Shah Unmesh, Lankin Claire M, Boyle Craig D, Chackalamannil Samuel, Greenlee William J, Neustadt Bernard R, Cohen-Williams Mary E, Higgins Guy A, Ng Kwokei, Varty Geoffrey B, Zhang Hongtao, Lachowicz Jean E
Schering-Plough Research Institute, 2015 Galloping Hill Road, Kenilworth, NJ 07033, USA.
Bioorg Med Chem Lett. 2008 Jul 15;18(14):4204-9. doi: 10.1016/j.bmcl.2008.05.069. Epub 2008 May 22.

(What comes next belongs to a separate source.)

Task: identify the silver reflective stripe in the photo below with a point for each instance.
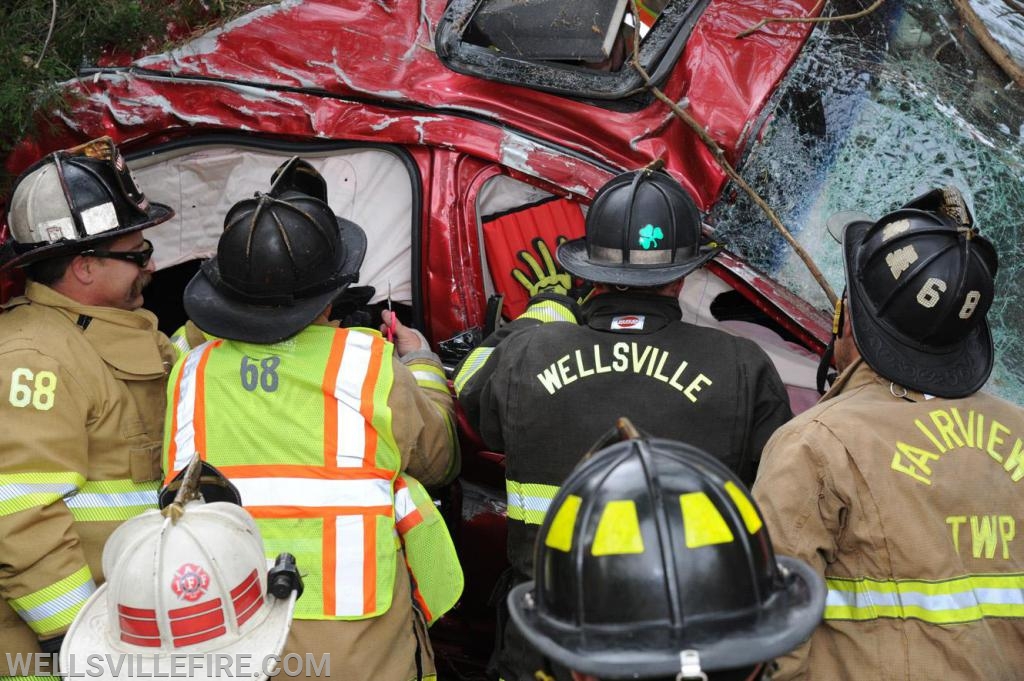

SCH 58261 is a reported adenosine A(2A) receptor antagonist which is active in rat in vivo models of Parkinson's Disease upon ip administration. However, it has poor selectivity versus the A(1) receptor and does not demonstrate oral activity. Quinoline analogs have improved upon the selectivity and pharmacokinetics of SCH 58261, but were difficult to handle due to poor aqueous solubility. We report the design and synthesis of fused heterocyclic analogs of SCH 58261 with aqueous solubility as well as improved A(2A) receptor binding selectivity and pharmacokinetic properties. In particular, the tetrahydronaphthyridine 4s has excellent A(2A) receptor in vitro binding affinity and selectivity, is active orally in a rat in vivo model of Parkinson's Disease, and has aqueous solubility of 100 microM at physiological pH.